Yes, everything: for he now realized that not only was he helplessly paralyzed and his sight blurred but his mind was rapidly going. That was it—the brain hemorrhage must be spreading rapidly. He couldn’t think now of what he’d last been thinking, only a moment ago! What was that thing he meant to ask old sick men about? Something to do with what they felt when they were ill. Oh, well, it didn’t matter. What would he be wanting to do, bothering old wrecks about what they felt or didn’t feel! His mind was so light and gay that he couldn’t keep it more than a moment on anything. And that, too, he found rather fun. Still, as things ran through his mind, it was jolly just to run after them, as it were. To keep track of the carnival, he began to talk aloud to himself as a sort of comment on his thoughts. Evidently his speech was left, or at least it seemed so.
But, before he’d time to check up on that, his voice was joined by another, or rather was collided into by it. “Don’t keep on murmuring to yourself like that,” it said.

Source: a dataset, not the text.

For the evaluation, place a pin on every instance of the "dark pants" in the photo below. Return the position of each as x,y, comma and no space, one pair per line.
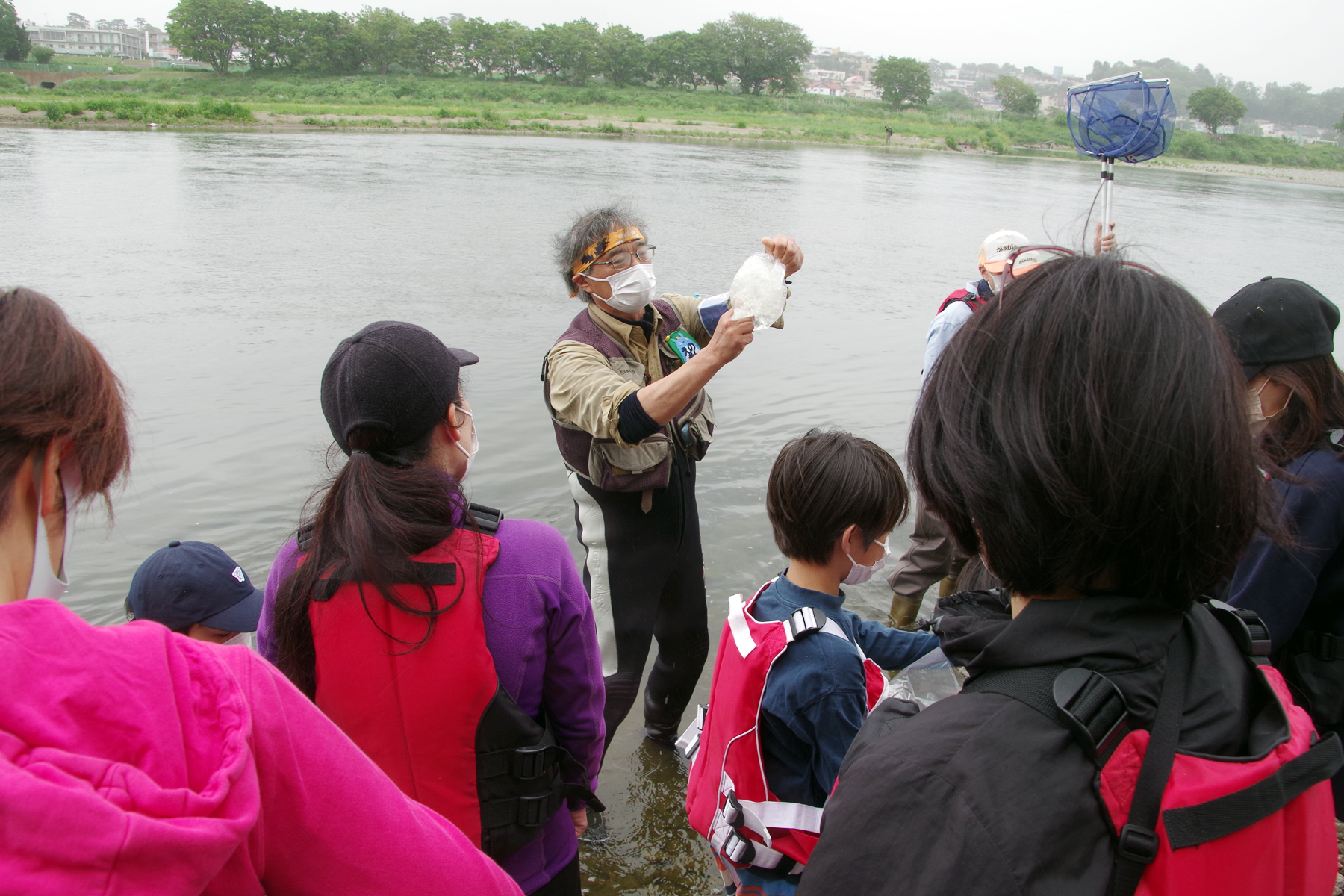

He stopped and listened. Another sound broke on his ear. It was a sort of breathless howl. A breathless howl? Why, of course, that was a yawn! Someone was in the room and was waking up. Mr. Bradegar raised his head—so that, too, wasn’t paralyzed. And that movement discovered something else for him—his eyes hadn’t suddenly failed; fact was, they were as fresh as his mind. He laughed. He’d fancied he was going blind because his nose almost had been touching the raised wooden sidepiece of the bed head—that silly boy’s bed in which he was still made to sleep though he was far too big for it and could never stretch his legs. He flung them over the edge. What was that dream about his not being able to move? The sort of nightmare one would get in a suffocating little bunk like this. But he’d dreamed a lot more than that. If he could catch the whole spiel before it slipped away, he’d remember all sorts of odd things. Gosh! it was a dream as long as David Copperfield; longer, by gum—all about all sorts of things: being a success and arguing people down, far better than at the school debating club, and meeting a wonderful girl.